Alle dimensioni reali in cui il poeta si trova, descritte come situazioni chiuse, claustrofobiche, deperibili («le morte stagioni»), si vanno quindi ad opporre altre due dimensioni costituite dallo spazio mentale e affettivo del poeta, caratterizzate da termini assoluti come «sempre», «eterno», «dolce».

La struttura dell’Infinito è perfettamente simmetrica: infatti, esso è diviso in due parti del tutto speculari e il passaggio dalla prima alla seconda è segnato dal punto fermo al v. 8. Tuttavia, i due momenti descritti sono posti in stretta continuità, come dimostrano i frequentissimi enjambements, che hanno anche la funzione di mettere in evidenza le parole-chiave, e la ricorrenza delle congiunzioni coordinanti. È significativo anche l’impiego dei dimostrativi “questo” e “quello” volti a sottolineare la vicinanza dell’oggetto reale e la lontananza di quanto immaginato.

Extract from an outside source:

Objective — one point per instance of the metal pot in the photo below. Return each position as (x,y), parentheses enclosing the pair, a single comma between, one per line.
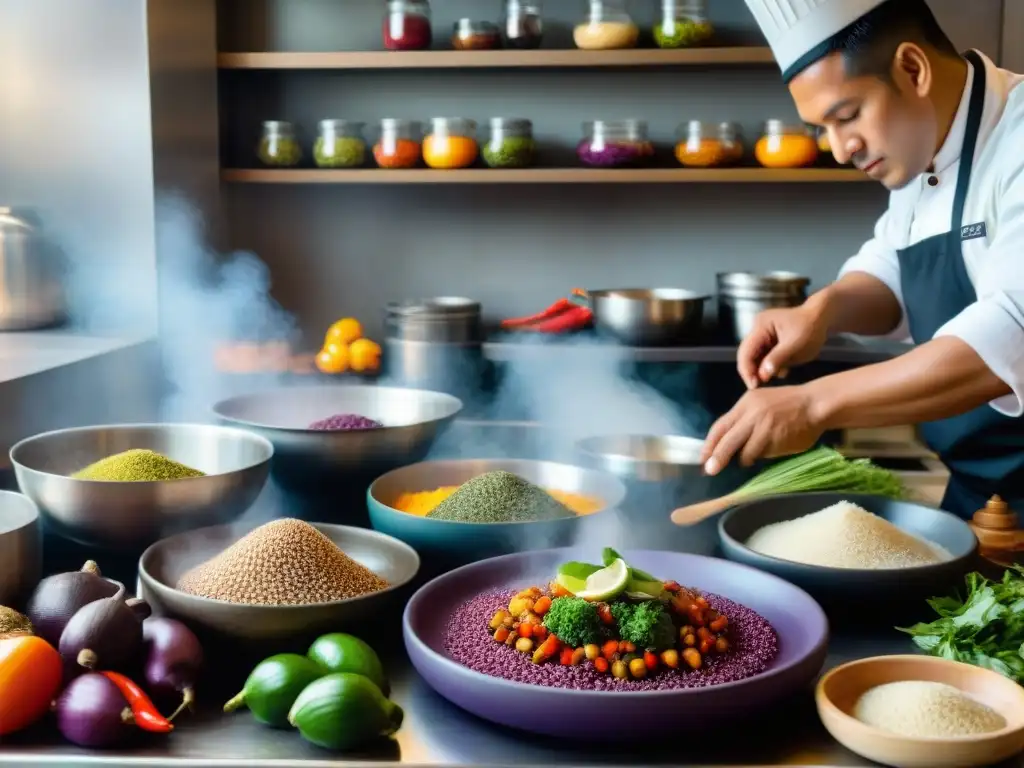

Il primo e l’ultimo verso sono più brevi, apparentemente staccati dal resto della poesia ed esprimono sentimenti lirici, molto legati all’esperienza personale del poeta. Infine, il componimento è ricchissimo di parole da considerarsi per Leopardi massimamente poetiche: ermo, tanta, ultimo, silenzio, profondo, eterno, morte, orizzonte, immensità, interminati, sovrumani, infinito.

I temi. Come scrisse Leopardi il 12-23 luglio 1820 nello Zibaldone, il desiderio di infinito

si alimenta a partire da un impedimento della vista. In tal modo «in luogo della vista, lavora

l’immaginazione e il fantastico sottentra al reale. L’anima si immagina quello che non vede

[…] e va errando in uno spazio immaginario». Pertanto il nucleo tematico dell’Infinito è il

superamento degli ostacoli che sottraggono campo alla percezione, grazie

all’immaginazione, e il perdersi dell’io lirico nella vastità infinita.

Una delle caratteristiche fondamentali della lirica è la presenza di un io lirico che non offre

nessun rimando autobiografico: l’esperienza che sta per vivere è un’esperienza interiore, un

viaggio che si compie tramite l’immaginazione; l’approdo di questo viaggio è il perdersi

dell’io stesso, che naufraga dolcemente nell’infinito.

In questo naufragio non c’è dimensione religiosa, ma un’avventura dei sensi: il

perdersi è piacevole, benché sia di una dolcezza preceduta dalla paura; si tratta di

sensazioni che trovano un retroterra filosofico nelle teorie sensistiche.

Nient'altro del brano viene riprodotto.